The chain follows dependency direction: types first (no dependencies), then infrastructure (depends on types), then services (depends on infrastructure), then activation (depends on everything).

Monolith PR
Stacked PRs

PR #200: "Migrate payment processing" (2,400 LOC)
- New types
- Database migration
- Stripe client wrapper
- Payment service
- API routes
- 38 tests mixed together

Reviewers face a wall of changes. Hard to understand dependencies. Hard to revert partially.

PR #200: Types + schemas (180 LOC)           → main
PR #201: Database migration (220 LOC)         → #200
PR #202: Stripe client adapter (350 LOC)      → #201
PR #203: PaymentProcessingService (480 LOC)   → #202
PR #204: API routes + feature flag (320 LOC)  → #203

Each PR is reviewable in isolation. Each has focused tests. Each can be reverted independently.

Layered Review Model

Code review during modernization needs multiple layers. No single layer catches everything.

Layer	Type	What It Catches
1. Static Analysis	Automated	Type errors, lint violations, security patterns, formatting
2. CI/CD Pipeline	Automated	Test failures, build errors, dependency issues
3. AI Semantic Review	Automated	Logic correctness, edge cases, security anti-patterns, code quality
4. Human Review	Manual	Architecture fit, intent alignment, business logic, risk assessment
5. Human Approval	Manual	Merge authority, deployment readiness

What AI Reviews vs.

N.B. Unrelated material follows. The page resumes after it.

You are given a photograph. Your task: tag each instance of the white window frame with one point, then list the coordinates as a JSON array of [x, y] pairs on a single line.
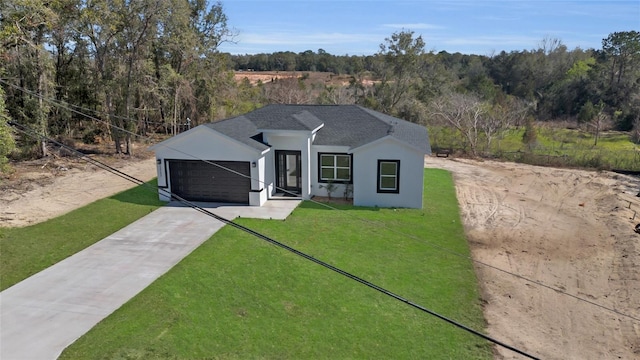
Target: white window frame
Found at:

What Humans Review

AI Catches

Logic correctness and edge cases
Security patterns (injection, auth bypass, secrets in code)
Code quality (naming, dead code, unused imports)
Pattern compliance (project conventions)
Common bugs (off-by-one, null dereference, race conditions)

Humans Evaluate

Intent: Is this the right thing to build?
Architecture: Does it fit the system’s direction?
Risk: What could go wrong in production?
Business logic: Does the domain behavior match reality?
Test quality: Are the tests testing the right things?

AI review tools are good at finding things that are objectively wrong. Humans are needed for things that require judgment about what should be built and how it fits the bigger picture.

Issue Taxonomy

When reviewing, categorize findings by type and severity. This creates a shared vocabulary for the team and sets clear expectations about what blocks a merge.

Category	Severity	Examples	Blocks Merge?
Bug	Critical / High	Logic error, race condition, unhandled edge case	Yes
Security	Critical / High	Auth bypass, injection, secrets exposure, SSRF	Yes
Architecture	Medium / High	Boundary violation, tight coupling, DDD drift	Yes (if high)
Performance	Medium	N+1 queries, memory leak, unbounded collection	Depends
Pattern	Low / Medium	Style inconsistency, convention violation	No
Quality	Low	Missing test, unclear name, dead code	No

Severity threshold: Critical and High findings must be resolved before merge. Medium findings should be addressed or tracked. Low findings are suggestions.

Before Each Commit

A lightweight checklist that prevents common problems from entering the repository:

Check	Why
Tests pass	Regressions caught immediately
Build succeeds	Broken builds block the entire team
Lint/format clean	Consistent codebase, no noise in diffs
No TODO without ticket reference	TODOs without tickets are forgotten promises
No debug logging left behind	`console.log("here")` does not belong in production
No hardcoded secrets or credentials	Even in test code, use environment variables

Metrics Worth Tracking

Metric	Target	Why
PR size	Under 800 LOC	Smaller PRs get better reviews
Review turnaround	Under 24 hours	Long review queues stall modernization
Bug escape rate	Under 5% post-merge	Measures gate effectiveness
Test coverage (new code)	Over 80%	New modernization code needs strong coverage

These are starting points. Adjust targets based on your team’s velocity and risk tolerance. The point is to measure — without metrics, “quality” is just a feeling.